There are 3 problems (at least) with 5-minute volatilities. One is that you can only compute them while the markets are active. The second is that they are probably contaminated by bid-ask spreads, short-run liquidity effects, etc. The third is that volatility is mean reverting, so if yesterday's volatility is unusually high or low, tomorrow's will most likely be less so. So while the 5-minute volatilities will be informative, they will probably be biased. Thus, we would not want to assume, for instance, that the volatility of 5-minute returns from yesterday would tell what the volatility is of today's close-to-close return.
What HAR-RV does is to remove these biases by running a regression. The simplest version would be to take the 5-minute volatility from yesterday and transform it in two ways. First, square it so that it becomes a variance instead of a volatility. Second, and this has no effect other than interpretability, multiply it by the number of 5-minute intervals in the day. This transformed variable is your "X".
Your "Y" variable is the squared close-to-close return on the next day. So it's a predictive regression. A variance you see today is predicting a squared return you see tomorrow.
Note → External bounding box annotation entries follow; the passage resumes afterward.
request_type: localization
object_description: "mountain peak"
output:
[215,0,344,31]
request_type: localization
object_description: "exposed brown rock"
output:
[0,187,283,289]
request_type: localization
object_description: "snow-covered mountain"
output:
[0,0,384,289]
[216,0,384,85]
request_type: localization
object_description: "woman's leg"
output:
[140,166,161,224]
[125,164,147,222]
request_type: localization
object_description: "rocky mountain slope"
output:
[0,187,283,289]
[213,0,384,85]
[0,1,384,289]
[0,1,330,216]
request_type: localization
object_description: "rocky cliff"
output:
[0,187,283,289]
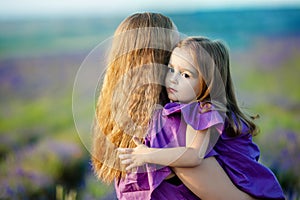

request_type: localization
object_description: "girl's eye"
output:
[169,67,175,73]
[181,73,191,78]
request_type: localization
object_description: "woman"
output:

At a 1-day horizon, expected returns tend to be small. So if the regression is telling you that E[Y] = a + b*X, then a + b*X is your variance forecast and sqrt(a + b*X) is your volatility forecast.
This is simpler because there is no numerical optimization required, like GARCH, and more accurate because it uses 5-minute returns. You can add additional X variables to capture different forms of mean reversion. A single lagged variance is probably simpler than you would want.